You should study some embryology! Symmetry is easy, once a basic symmetrical body plan is established (e.g., a worm). Mutations of many genes produce symmetrical results based on fundamentals of embryological development; evolution does NOT generally have to wait for two mutations, one for each side of the body!
These are well-studied issues, not some novel idea at all.
So there's nothing "perplexing" about this at all, from what I know.

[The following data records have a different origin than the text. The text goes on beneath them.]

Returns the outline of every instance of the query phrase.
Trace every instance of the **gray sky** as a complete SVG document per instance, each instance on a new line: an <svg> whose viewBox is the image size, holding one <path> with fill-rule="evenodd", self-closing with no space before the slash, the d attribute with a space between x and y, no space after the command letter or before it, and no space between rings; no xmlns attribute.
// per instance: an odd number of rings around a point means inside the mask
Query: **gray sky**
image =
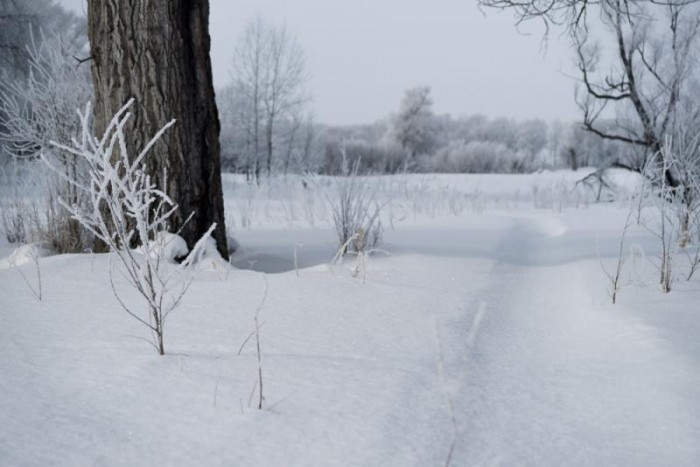
<svg viewBox="0 0 700 467"><path fill-rule="evenodd" d="M83 11L85 0L60 0ZM435 111L547 120L579 117L571 54L542 31L525 35L509 13L475 0L210 0L217 87L229 80L233 46L260 15L284 22L307 57L316 120L369 123L398 108L404 90L428 85Z"/></svg>

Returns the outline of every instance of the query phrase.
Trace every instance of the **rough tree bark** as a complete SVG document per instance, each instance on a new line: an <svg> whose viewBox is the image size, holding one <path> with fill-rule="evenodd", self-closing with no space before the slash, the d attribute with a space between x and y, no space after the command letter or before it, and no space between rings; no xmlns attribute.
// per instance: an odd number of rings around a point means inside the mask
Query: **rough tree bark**
<svg viewBox="0 0 700 467"><path fill-rule="evenodd" d="M179 206L171 229L182 229L180 235L192 248L216 222L212 236L227 259L209 1L89 0L88 36L95 133L102 134L114 113L133 97L127 134L129 154L135 157L163 125L176 119L153 148L147 170Z"/></svg>

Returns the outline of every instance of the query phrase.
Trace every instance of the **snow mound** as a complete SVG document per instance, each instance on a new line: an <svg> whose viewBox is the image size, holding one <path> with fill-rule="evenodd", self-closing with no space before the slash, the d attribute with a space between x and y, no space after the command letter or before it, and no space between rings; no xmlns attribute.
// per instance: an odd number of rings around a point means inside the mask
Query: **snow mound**
<svg viewBox="0 0 700 467"><path fill-rule="evenodd" d="M229 264L221 257L216 249L216 240L207 237L202 240L200 251L191 259L191 264L197 270L220 271L229 267ZM239 247L233 237L228 237L229 251ZM143 250L141 250L143 252ZM148 243L148 253L152 258L160 258L169 263L177 264L190 253L184 238L170 232L159 232L156 238ZM179 261L178 261L179 260Z"/></svg>
<svg viewBox="0 0 700 467"><path fill-rule="evenodd" d="M219 251L216 249L216 240L211 237L207 237L204 241L204 246L202 247L202 253L200 256L202 259L206 258L221 258Z"/></svg>
<svg viewBox="0 0 700 467"><path fill-rule="evenodd" d="M227 236L227 244L229 253L233 253L240 248L238 241L231 235ZM169 263L177 263L177 259L182 260L182 258L186 257L190 252L185 239L170 232L158 233L156 239L149 242L148 251L151 257L160 257ZM216 249L216 241L209 237L205 240L199 257L194 259L194 263L201 263L205 260L212 259L217 262L220 260L226 263Z"/></svg>
<svg viewBox="0 0 700 467"><path fill-rule="evenodd" d="M561 237L567 231L562 219L549 217L537 223L537 233L543 237Z"/></svg>
<svg viewBox="0 0 700 467"><path fill-rule="evenodd" d="M9 269L33 262L37 258L52 256L56 252L46 243L29 243L16 248L10 256L0 260L0 269Z"/></svg>
<svg viewBox="0 0 700 467"><path fill-rule="evenodd" d="M189 251L185 239L170 232L158 232L155 240L148 244L151 257L161 258L169 263L175 263L175 258L182 258Z"/></svg>
<svg viewBox="0 0 700 467"><path fill-rule="evenodd" d="M197 271L225 271L231 267L231 265L221 257L219 251L216 249L216 240L211 237L207 237L207 239L204 240L199 255L193 258L193 260Z"/></svg>
<svg viewBox="0 0 700 467"><path fill-rule="evenodd" d="M605 181L617 191L633 193L645 182L644 175L625 169L611 168L605 171Z"/></svg>
<svg viewBox="0 0 700 467"><path fill-rule="evenodd" d="M568 231L564 220L558 217L521 219L516 226L520 235L544 238L561 237Z"/></svg>

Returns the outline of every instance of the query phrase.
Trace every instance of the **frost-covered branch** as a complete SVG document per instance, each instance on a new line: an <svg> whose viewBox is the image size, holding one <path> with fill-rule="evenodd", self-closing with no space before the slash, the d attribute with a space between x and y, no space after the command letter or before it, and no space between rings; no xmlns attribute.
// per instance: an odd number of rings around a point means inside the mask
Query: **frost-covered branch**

Think your examples through a little...for example:
" if eyes evolved from light-sensitive cells, why didn't these cells pop up all over the place? What we have is two perfectly aligned eyes pointing forwards."
Well, they mave have popped up all over the place. But if all you have is basic light sensitivity, what use is having light detectors everywhere?
Better to organize these in a ways that gives directional sensitivity, like the "eye cups" of simple organisms. When the "cup" specializes further, you can get a focused image, etc.
Now, at this point, one might argue that an extra "eye" would be helpful in humans, but embryological and genetically you now have an extremely difficult problem - how do you make such a huge change to a complex, specialized system?
Evolutionary biology shows through fossil records, and embryology shows through its basic principles, that simple body plans are easily altered, but major changes in complex, specialized body structures are slow and rare.
So, why don't we have eyes everywhere? Because specialized eye cups have an advantage over randomly placed light detectors. The rest is history. Why are the eyes symetrically placed? Embryology.